French Revolution. Almost every work, purporting to narrate the history of that memorable epoch, which was current in France a quarter of a century ago, may be described as either a bill of indictment, an act of personal or family vengeance, or the rejoinder to such. And it might well be inferred that works written in other countries, on the same subject, and at the same time, should have been for the most part mere reproductions of the passions and prejudices of the French authors, with a sufficient admixture of international jealousies and antipathies to suit the market for which they were especially destined.
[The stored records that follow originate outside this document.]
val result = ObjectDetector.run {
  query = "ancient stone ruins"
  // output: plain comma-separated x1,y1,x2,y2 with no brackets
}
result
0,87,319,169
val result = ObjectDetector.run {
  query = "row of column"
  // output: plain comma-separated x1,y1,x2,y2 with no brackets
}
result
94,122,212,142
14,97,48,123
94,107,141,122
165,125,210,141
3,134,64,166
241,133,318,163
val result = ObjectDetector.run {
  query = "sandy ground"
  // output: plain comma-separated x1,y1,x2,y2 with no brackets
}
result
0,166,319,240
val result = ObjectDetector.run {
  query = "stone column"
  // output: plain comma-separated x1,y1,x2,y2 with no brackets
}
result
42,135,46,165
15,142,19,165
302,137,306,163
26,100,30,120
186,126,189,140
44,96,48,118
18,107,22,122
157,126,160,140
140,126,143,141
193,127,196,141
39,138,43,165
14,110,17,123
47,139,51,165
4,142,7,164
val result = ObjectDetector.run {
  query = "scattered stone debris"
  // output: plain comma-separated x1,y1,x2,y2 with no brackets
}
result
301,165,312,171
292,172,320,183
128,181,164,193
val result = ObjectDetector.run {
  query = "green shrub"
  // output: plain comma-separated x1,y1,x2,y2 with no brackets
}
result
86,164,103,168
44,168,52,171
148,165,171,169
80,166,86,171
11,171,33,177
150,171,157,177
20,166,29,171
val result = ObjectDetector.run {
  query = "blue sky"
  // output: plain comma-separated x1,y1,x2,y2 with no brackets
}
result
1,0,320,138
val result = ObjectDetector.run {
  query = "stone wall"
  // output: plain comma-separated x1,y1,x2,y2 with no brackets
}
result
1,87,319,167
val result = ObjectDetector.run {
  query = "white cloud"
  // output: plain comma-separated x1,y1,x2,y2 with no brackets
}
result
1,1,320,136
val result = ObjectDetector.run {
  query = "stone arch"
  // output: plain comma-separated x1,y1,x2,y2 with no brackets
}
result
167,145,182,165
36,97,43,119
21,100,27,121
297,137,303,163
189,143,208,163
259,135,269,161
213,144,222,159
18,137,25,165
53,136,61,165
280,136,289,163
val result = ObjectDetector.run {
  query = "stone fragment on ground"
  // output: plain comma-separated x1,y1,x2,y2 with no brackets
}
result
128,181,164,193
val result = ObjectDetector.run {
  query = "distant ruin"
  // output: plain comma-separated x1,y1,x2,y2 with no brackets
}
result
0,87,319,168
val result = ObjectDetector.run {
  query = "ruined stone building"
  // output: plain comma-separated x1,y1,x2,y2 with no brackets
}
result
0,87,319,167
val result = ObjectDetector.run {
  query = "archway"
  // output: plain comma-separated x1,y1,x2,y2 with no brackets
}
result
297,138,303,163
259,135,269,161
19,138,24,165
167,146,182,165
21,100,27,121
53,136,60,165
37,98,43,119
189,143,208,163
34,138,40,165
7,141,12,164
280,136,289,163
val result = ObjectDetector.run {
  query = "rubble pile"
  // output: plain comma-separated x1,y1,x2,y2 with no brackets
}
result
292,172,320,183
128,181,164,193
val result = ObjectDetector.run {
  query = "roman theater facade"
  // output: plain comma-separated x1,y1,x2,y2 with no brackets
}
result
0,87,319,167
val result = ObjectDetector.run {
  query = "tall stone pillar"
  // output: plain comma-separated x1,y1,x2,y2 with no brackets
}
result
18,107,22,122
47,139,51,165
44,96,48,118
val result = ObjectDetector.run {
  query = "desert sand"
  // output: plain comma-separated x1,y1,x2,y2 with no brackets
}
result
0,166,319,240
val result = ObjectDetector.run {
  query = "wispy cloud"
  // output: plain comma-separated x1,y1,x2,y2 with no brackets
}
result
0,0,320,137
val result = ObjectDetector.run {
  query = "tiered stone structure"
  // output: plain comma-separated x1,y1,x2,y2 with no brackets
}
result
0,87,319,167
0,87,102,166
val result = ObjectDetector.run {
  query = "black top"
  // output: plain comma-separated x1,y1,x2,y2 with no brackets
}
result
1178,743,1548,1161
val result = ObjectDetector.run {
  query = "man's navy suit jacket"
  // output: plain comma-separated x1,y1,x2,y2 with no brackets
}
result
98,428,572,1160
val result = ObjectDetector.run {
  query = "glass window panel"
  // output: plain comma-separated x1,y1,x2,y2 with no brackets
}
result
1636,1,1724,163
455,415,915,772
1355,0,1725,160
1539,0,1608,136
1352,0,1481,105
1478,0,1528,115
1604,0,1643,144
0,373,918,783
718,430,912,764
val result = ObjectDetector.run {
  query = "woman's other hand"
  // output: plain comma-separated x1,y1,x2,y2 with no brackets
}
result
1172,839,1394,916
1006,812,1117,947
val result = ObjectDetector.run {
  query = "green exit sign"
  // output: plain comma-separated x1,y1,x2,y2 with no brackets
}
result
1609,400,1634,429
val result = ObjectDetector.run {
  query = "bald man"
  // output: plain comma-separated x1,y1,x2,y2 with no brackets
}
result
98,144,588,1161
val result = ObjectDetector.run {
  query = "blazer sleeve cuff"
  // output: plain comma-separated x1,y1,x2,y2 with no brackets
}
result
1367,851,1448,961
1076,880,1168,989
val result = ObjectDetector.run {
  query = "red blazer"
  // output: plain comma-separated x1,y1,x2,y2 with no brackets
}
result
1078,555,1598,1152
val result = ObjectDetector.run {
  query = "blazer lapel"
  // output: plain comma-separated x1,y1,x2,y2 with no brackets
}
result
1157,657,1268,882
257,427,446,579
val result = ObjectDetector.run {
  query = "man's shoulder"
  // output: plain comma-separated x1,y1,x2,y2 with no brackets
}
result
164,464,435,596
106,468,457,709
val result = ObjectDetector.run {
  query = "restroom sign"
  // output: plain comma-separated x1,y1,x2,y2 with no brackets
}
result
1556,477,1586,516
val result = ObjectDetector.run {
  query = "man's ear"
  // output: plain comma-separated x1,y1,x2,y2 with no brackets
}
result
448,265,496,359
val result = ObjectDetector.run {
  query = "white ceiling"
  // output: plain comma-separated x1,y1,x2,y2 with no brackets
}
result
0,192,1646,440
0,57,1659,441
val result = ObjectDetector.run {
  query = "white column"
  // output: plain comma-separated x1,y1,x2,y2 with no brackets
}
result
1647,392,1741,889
Now, however, we see amongst the foremost defenders, in France itself, of what was just and true in the Revolution, men whose earliest recollections are of furtive visits to the prisons which contained their dearest relatives, or whose family annals are overshadowed by the awful image of the revolutionary guillotine. And elsewhere, in countries which once poured out their armies to trample down 'French principles' in blood, we find those principles enthusiastically vindicated in books, and adopted as a political creed by legislative assemblies. Truly

'Peace hath her victories

No less renowned than War.'

This rehabilitation of the Revolution may be said to have begun with the work of Mignet, remarkable alike for its symmetry of form, its lucid narrative, its dignified candour, its terse and elegant diction. It has many pages which, for copiousness of thought and conciseness of expression, might be placed beside those of Tacitus. But, perhaps, its greatest merit lies in its date. Written, as our neighbours say, 'in full restoration,' it was the first brave yet temperate utterance respecting the thoughts and deeds, the strength and weakness, the crimes and the virtues of the men of the Revolution; and it fell on the public ear at a time when the union of manliness with calmness was a very rare thing.

Unhappily, by way of off-set to these great merits, it must be acknowledged that M. Mignet's work is pervaded by a strong undercurrent of fatalism. The writer is too honest to disguise the atrocities which degraded the Revolution, but, whilst holding up the criminal to reprobation, he is too much inclined to view the crime as inevitable. He does not express, but he seems to imply, some such formula as this:-the Revolution was opposed within, therefore it became sanguinary; it was leagued against without, therefore it came to delight in war.